Formation genre et développement

cil - actualité

Le mercredi 3 décembre 2014, le personnel de la Commission de l’Informatique et des Libertés a eu droit à une formation sur le genre assurée par une délégation du ministère de la promotion de la femme. Cette formation initiée par la cellule genre de la CIL fait partie de son plan d’action annuel. 

Le genre très facilement assimilé à la femme dans l’acception populaire, regroupe toutes les couches et groupes sociaux défavorisés pour une raison ou pour une autre. 

Selon les spécialistes de la question le« genre » désigne les rôles, devoirs et responsabilités que la culture et la société assignent aux femmes, aux hommes, aux filles aux garçons en vertu de leurs caractéristiques biologiques et qui évoluent dans le temps et dans l’espace.

Genre s’oppose t-il à sexe ?

La réponse à cette question est non.

Le genre renvoie aux représentations sociales de bases attribuées au sexe masculin ou féminin et transmises de génération en génération par le processus de SOCIALISATION.

Au demeurant, sur le plan national, le genre doit être « analysé sous l’angle des inégalités et des disparités entre hommes et femmes en examinant les différentes catégories sociales dans le but d’une plus grande justice sociale et d’un développement équitable ».

Cette formation d’une journée a été l’occasion de fécondes discussions notamment sur le déséquilibre entre la définition conventionnelle du genre et l’acception populaire de ce concept. C’est un fossé de compréhension qui est porté par les favoritismes ou encore discriminations positives dont les femmes et filles font l’objet.

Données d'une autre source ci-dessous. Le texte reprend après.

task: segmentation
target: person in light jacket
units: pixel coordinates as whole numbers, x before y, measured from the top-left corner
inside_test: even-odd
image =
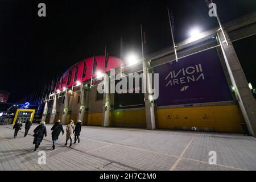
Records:
[[[72,139],[73,136],[73,131],[74,131],[75,125],[73,120],[71,119],[69,123],[67,126],[66,128],[66,143],[65,145],[67,146],[68,139],[70,139],[70,145],[69,147],[71,147],[72,145]]]
[[[34,151],[35,151],[40,146],[40,144],[44,138],[44,137],[46,137],[46,136],[47,135],[46,132],[46,127],[45,125],[46,122],[42,121],[41,122],[40,125],[38,125],[35,129],[35,130],[34,130],[34,134],[33,135],[33,136],[34,137],[34,138],[33,144],[35,144],[35,150],[34,150]]]
[[[31,127],[31,125],[32,125],[32,123],[30,122],[30,119],[27,119],[27,121],[26,121],[26,123],[25,123],[25,134],[24,134],[24,137],[26,137],[27,135],[28,130],[30,130],[30,127]]]
[[[53,125],[51,129],[52,132],[52,150],[55,149],[55,144],[57,142],[57,140],[59,139],[59,136],[60,135],[60,131],[62,132],[62,135],[64,135],[64,130],[63,127],[62,126],[61,123],[60,123],[60,120],[59,119],[57,122]]]
[[[82,128],[82,122],[80,120],[77,120],[77,122],[76,124],[76,127],[75,127],[74,133],[75,133],[75,142],[74,144],[76,142],[76,139],[78,139],[79,143],[80,142],[80,139],[79,138],[79,136],[80,135],[81,129]]]
[[[14,126],[13,126],[13,129],[14,129],[14,138],[17,136],[18,132],[21,130],[22,127],[22,122],[20,120],[17,121],[14,124]]]

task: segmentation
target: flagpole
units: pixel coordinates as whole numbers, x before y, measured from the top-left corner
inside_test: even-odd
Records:
[[[172,43],[174,44],[174,52],[175,53],[176,61],[177,62],[177,50],[176,49],[175,42],[174,41],[174,32],[172,31],[172,22],[171,20],[171,17],[170,16],[170,12],[169,12],[169,7],[167,7],[167,10],[168,10],[168,16],[169,17],[170,26],[171,27],[171,33],[172,34]]]
[[[212,3],[213,3],[212,0],[210,0],[210,1]],[[221,30],[221,32],[222,32],[222,34],[223,34],[223,36],[224,38],[224,41],[222,43],[226,43],[226,45],[229,46],[229,44],[228,42],[228,40],[227,40],[226,37],[226,35],[225,34],[224,31],[223,30],[222,24],[220,21],[220,18],[218,17],[218,13],[217,13],[217,10],[214,9],[214,8],[213,7],[213,11],[216,13],[217,20],[218,21],[218,24],[220,25],[220,29],[218,30]]]
[[[49,98],[50,98],[50,97],[51,97],[51,93],[52,93],[52,84],[53,83],[53,81],[54,81],[54,80],[53,80],[53,79],[52,79],[52,84],[51,84],[50,93],[49,93],[49,98],[48,98],[48,101],[49,101]]]
[[[95,56],[95,55],[93,55],[93,67],[92,67],[92,77],[90,77],[90,89],[92,89],[92,76],[93,76],[93,67],[94,67],[94,56]]]

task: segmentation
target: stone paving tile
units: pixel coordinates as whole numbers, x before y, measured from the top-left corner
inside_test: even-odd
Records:
[[[256,169],[256,140],[242,135],[198,133],[184,157],[208,162],[214,151],[217,163],[247,170]]]
[[[32,151],[36,126],[16,139],[11,125],[0,126],[0,171],[256,169],[256,140],[240,134],[83,126],[80,143],[64,146],[64,134],[53,151],[51,125],[38,150],[47,164],[39,165]],[[208,163],[212,150],[217,165]]]

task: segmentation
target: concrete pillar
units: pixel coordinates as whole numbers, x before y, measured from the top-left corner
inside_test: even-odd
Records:
[[[44,102],[44,111],[43,111],[43,116],[42,117],[42,121],[46,122],[46,117],[48,113],[48,101]]]
[[[109,126],[109,111],[110,109],[110,98],[109,88],[109,77],[106,74],[104,76],[104,95],[102,102],[102,121],[101,127]]]
[[[49,124],[54,123],[54,121],[56,117],[56,112],[57,110],[57,98],[56,96],[54,96],[53,102],[52,104],[52,110],[51,113],[51,116],[49,120]]]
[[[84,120],[84,115],[85,111],[85,95],[86,94],[86,90],[83,89],[83,85],[81,86],[82,87],[81,89],[80,93],[80,105],[79,106],[79,112],[77,116],[77,119],[82,121],[82,123],[83,123]]]
[[[155,108],[154,100],[150,99],[151,97],[150,97],[148,92],[149,86],[151,86],[150,80],[149,80],[148,77],[148,69],[144,61],[143,61],[142,64],[143,64],[144,80],[146,81],[145,88],[146,92],[144,94],[146,128],[147,130],[155,130]]]
[[[218,32],[218,37],[228,71],[233,86],[236,88],[236,95],[250,133],[254,136],[256,134],[256,102],[249,88],[248,81],[239,61],[232,43],[225,32],[229,42],[228,46],[223,34]]]
[[[64,100],[64,108],[63,108],[63,112],[62,113],[62,117],[61,117],[61,123],[62,124],[65,124],[66,123],[66,118],[67,115],[68,115],[68,105],[69,102],[69,94],[68,93],[68,91],[66,91],[66,94],[65,95],[65,100]]]

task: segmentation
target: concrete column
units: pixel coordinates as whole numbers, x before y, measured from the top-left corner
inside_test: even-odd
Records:
[[[51,117],[49,120],[49,124],[53,124],[55,119],[56,112],[57,110],[57,98],[54,96],[53,103],[52,104],[52,110],[51,113]]]
[[[143,64],[144,80],[146,82],[145,88],[146,92],[144,94],[146,127],[147,130],[155,130],[155,109],[154,100],[150,99],[151,97],[150,97],[148,92],[148,88],[151,86],[150,80],[149,80],[148,77],[148,69],[144,61],[143,61],[142,64]]]
[[[46,116],[48,113],[48,101],[44,102],[44,111],[43,111],[43,116],[42,117],[42,121],[46,122]]]
[[[79,112],[77,117],[77,119],[82,121],[83,123],[84,112],[85,111],[85,96],[86,94],[86,90],[83,89],[83,85],[81,86],[82,87],[80,93],[80,105],[79,106]]]
[[[62,113],[61,117],[61,123],[65,124],[66,123],[66,118],[67,115],[68,115],[68,105],[69,102],[69,97],[68,93],[68,91],[66,91],[66,94],[65,96],[65,100],[64,100],[64,106],[63,109],[63,112]]]
[[[236,95],[243,118],[250,133],[255,136],[256,134],[256,102],[249,88],[248,81],[228,33],[225,32],[229,46],[225,43],[223,43],[224,38],[222,34],[218,32],[217,34],[231,82],[236,89]]]
[[[109,126],[109,111],[110,109],[110,99],[109,89],[109,77],[105,74],[104,76],[104,96],[102,102],[102,121],[101,127]]]

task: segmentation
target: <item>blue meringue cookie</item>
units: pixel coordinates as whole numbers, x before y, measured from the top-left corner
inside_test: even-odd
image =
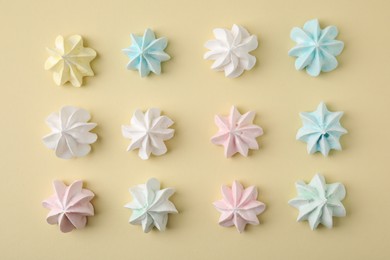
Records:
[[[288,55],[297,57],[295,68],[317,77],[321,71],[329,72],[337,68],[338,56],[343,48],[342,41],[335,40],[338,35],[336,26],[328,26],[321,30],[317,19],[306,22],[303,29],[294,27],[290,37],[297,45]]]
[[[330,112],[321,102],[316,111],[299,115],[303,126],[298,130],[296,139],[307,143],[309,154],[321,152],[328,156],[331,149],[342,150],[339,139],[347,133],[340,124],[343,112]]]
[[[333,217],[345,217],[343,203],[346,191],[342,183],[327,184],[324,176],[316,174],[310,183],[295,183],[298,195],[288,204],[299,210],[297,221],[308,220],[311,230],[323,224],[333,227]]]
[[[150,72],[157,75],[161,73],[161,62],[171,57],[164,52],[168,40],[165,37],[156,39],[154,32],[146,29],[144,35],[130,34],[131,46],[123,49],[130,58],[127,69],[138,70],[141,77],[146,77]]]

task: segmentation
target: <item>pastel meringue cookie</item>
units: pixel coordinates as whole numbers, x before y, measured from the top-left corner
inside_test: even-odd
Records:
[[[341,126],[343,112],[331,112],[324,102],[316,111],[302,112],[300,117],[303,126],[298,130],[296,139],[307,143],[307,152],[321,152],[328,156],[330,150],[341,151],[340,137],[348,131]]]
[[[216,115],[214,121],[219,130],[211,138],[211,142],[223,145],[226,157],[232,157],[236,153],[247,157],[249,149],[259,149],[256,138],[263,135],[263,129],[253,124],[255,115],[252,111],[241,115],[234,106],[229,116]]]
[[[242,26],[234,24],[231,30],[214,29],[214,40],[206,42],[204,59],[214,60],[211,69],[225,71],[228,78],[240,76],[244,70],[251,70],[256,57],[249,54],[258,46],[257,36],[250,35]]]
[[[130,125],[122,126],[122,134],[131,139],[127,151],[139,149],[138,155],[142,160],[149,159],[151,154],[160,156],[168,149],[164,141],[173,137],[175,130],[172,119],[161,116],[158,108],[150,108],[144,114],[137,109],[131,118]]]
[[[148,233],[153,227],[165,231],[168,214],[178,213],[175,205],[169,198],[175,193],[172,188],[160,189],[160,182],[149,179],[146,184],[140,184],[129,189],[133,201],[125,208],[131,209],[130,224],[141,225],[142,230]]]
[[[258,225],[257,215],[263,213],[265,204],[257,200],[257,189],[250,186],[246,189],[238,181],[232,188],[225,185],[221,188],[222,200],[215,201],[214,207],[221,213],[219,224],[223,227],[236,226],[242,233],[247,224]]]
[[[131,45],[123,49],[130,62],[127,69],[138,70],[141,77],[146,77],[150,72],[161,74],[161,62],[171,57],[164,51],[168,45],[165,37],[157,38],[154,32],[146,29],[143,36],[130,34]]]
[[[87,217],[94,215],[90,201],[95,196],[92,191],[83,189],[82,181],[75,181],[66,186],[62,181],[54,181],[55,193],[42,202],[50,210],[47,223],[59,225],[61,232],[82,229],[87,224]]]
[[[90,132],[97,124],[89,123],[90,119],[90,114],[84,109],[62,107],[59,113],[47,117],[46,124],[52,132],[43,137],[43,143],[61,159],[87,155],[91,151],[90,144],[97,140],[97,135]]]
[[[298,195],[288,203],[299,210],[297,221],[308,220],[312,230],[319,224],[332,228],[333,217],[346,216],[341,203],[346,195],[343,184],[327,184],[324,176],[316,174],[309,184],[298,181],[295,186]]]
[[[297,57],[296,70],[306,69],[307,74],[317,77],[321,72],[336,69],[336,56],[344,48],[344,43],[336,40],[337,35],[336,26],[328,26],[322,30],[318,19],[307,21],[302,29],[294,27],[290,37],[297,45],[288,54]]]
[[[70,82],[75,87],[83,84],[83,77],[94,76],[90,62],[96,58],[96,51],[86,48],[80,35],[64,38],[58,36],[54,48],[47,48],[50,57],[45,70],[53,72],[54,82],[60,86]]]

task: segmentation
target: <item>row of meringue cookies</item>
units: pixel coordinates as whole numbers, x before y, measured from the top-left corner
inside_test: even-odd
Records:
[[[347,133],[340,119],[343,112],[331,112],[325,103],[321,102],[313,112],[302,112],[300,117],[303,126],[298,130],[297,140],[307,143],[309,154],[321,152],[328,156],[330,150],[342,150],[340,137]],[[43,137],[43,143],[55,151],[57,157],[71,159],[82,157],[91,151],[91,144],[98,136],[90,132],[96,123],[89,122],[88,111],[65,106],[59,113],[52,113],[46,119],[51,133]],[[211,142],[224,146],[225,156],[232,157],[236,153],[248,156],[248,150],[259,149],[256,138],[263,134],[263,129],[255,125],[255,112],[241,114],[232,107],[228,116],[215,116],[218,132]],[[130,125],[122,126],[122,134],[131,139],[128,151],[139,149],[138,155],[146,160],[150,155],[160,156],[167,152],[166,140],[174,136],[172,119],[161,115],[157,108],[148,109],[145,113],[136,110],[130,120]]]
[[[209,49],[204,59],[213,60],[213,70],[224,71],[225,76],[236,78],[245,70],[250,70],[256,64],[256,57],[249,54],[258,46],[257,36],[251,35],[242,26],[233,25],[231,30],[224,28],[214,29],[214,40],[206,42]],[[317,19],[306,22],[303,28],[294,27],[290,37],[296,46],[289,51],[290,56],[297,57],[295,68],[306,69],[311,76],[318,76],[320,72],[329,72],[337,68],[335,58],[343,48],[344,43],[336,40],[338,29],[328,26],[321,29]],[[141,77],[153,72],[161,73],[161,62],[170,59],[164,51],[168,40],[157,38],[154,32],[146,29],[143,36],[130,35],[131,46],[123,49],[130,62],[127,69],[138,70]],[[53,79],[57,85],[70,82],[80,87],[83,77],[93,76],[90,62],[96,57],[96,51],[83,46],[79,35],[68,38],[58,36],[55,48],[48,48],[50,57],[45,63],[45,69],[53,71]]]
[[[327,228],[333,227],[333,217],[346,216],[342,204],[345,198],[345,187],[341,183],[327,184],[324,176],[316,174],[310,183],[298,181],[295,184],[297,197],[288,203],[299,210],[297,221],[308,220],[310,228],[316,229],[319,224]],[[53,182],[54,194],[44,200],[42,205],[49,209],[46,221],[51,225],[59,225],[61,232],[82,229],[87,224],[87,217],[94,215],[91,200],[95,196],[83,188],[82,181],[75,181],[66,186],[61,181]],[[124,207],[132,210],[130,224],[141,225],[145,233],[156,227],[164,231],[168,215],[178,213],[169,198],[174,194],[173,188],[161,189],[160,182],[149,179],[129,189],[133,200]],[[221,213],[219,224],[223,227],[235,226],[242,233],[247,224],[258,225],[258,215],[265,210],[265,204],[257,200],[258,191],[255,186],[244,188],[234,181],[232,187],[221,187],[222,199],[213,203]]]

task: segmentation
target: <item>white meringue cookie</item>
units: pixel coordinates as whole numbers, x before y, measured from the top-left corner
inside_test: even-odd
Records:
[[[140,110],[134,112],[131,118],[131,125],[122,126],[124,137],[131,139],[127,151],[139,148],[139,157],[146,160],[150,154],[163,155],[167,152],[165,140],[173,137],[175,130],[170,129],[173,121],[167,116],[161,116],[157,108],[151,108],[142,113]]]
[[[240,76],[244,70],[250,70],[256,64],[256,57],[249,52],[258,46],[257,36],[250,35],[248,31],[234,24],[232,30],[223,28],[214,29],[215,40],[206,42],[204,59],[215,60],[211,68],[225,71],[228,78]]]
[[[52,133],[43,137],[43,143],[62,159],[87,155],[91,151],[90,144],[97,140],[97,135],[89,132],[97,126],[88,123],[90,118],[84,109],[72,106],[61,108],[60,113],[52,113],[46,119]]]

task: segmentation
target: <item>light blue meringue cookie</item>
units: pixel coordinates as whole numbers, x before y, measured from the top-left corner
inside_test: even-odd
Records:
[[[131,46],[123,49],[123,52],[130,58],[127,69],[138,70],[141,77],[146,77],[152,71],[160,75],[161,62],[171,57],[164,52],[168,40],[165,37],[156,39],[154,32],[146,29],[144,35],[136,36],[130,34]]]
[[[288,55],[297,57],[295,68],[317,77],[321,71],[329,72],[337,68],[338,56],[343,48],[342,41],[335,40],[338,35],[336,26],[328,26],[321,30],[317,19],[307,21],[303,29],[294,27],[290,37],[297,45],[292,48]]]
[[[311,230],[322,223],[333,227],[333,217],[345,217],[346,210],[341,201],[345,198],[345,187],[341,183],[326,184],[324,176],[316,174],[309,184],[295,183],[298,196],[288,204],[299,210],[297,221],[308,220]]]
[[[298,130],[296,139],[307,143],[309,154],[317,151],[328,156],[331,149],[341,150],[340,137],[347,130],[340,124],[343,112],[330,112],[321,102],[314,112],[302,112],[303,126]]]

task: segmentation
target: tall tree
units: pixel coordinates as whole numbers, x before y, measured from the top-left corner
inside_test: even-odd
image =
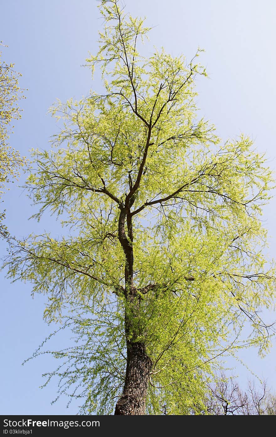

Madame Marguerite OUEDRAOGO/BONANE a souligné à la fin de la séance de formation, l’importance pour le personnel de la CIL de saisir cette opportunité pour se familiariser avec le concept de genre.

Les formatrices disent être agréablement surprises par la participation exceptionnelle et exemplaire des agents de la CIL, toute chose qui témoigne de l’intérêt porté au problème du genre. Elles ont par ailleurs exprimé leur disponibilité pour compléter la formation, étant bien compris que le sujet ne puis être épuisé en 24 heures.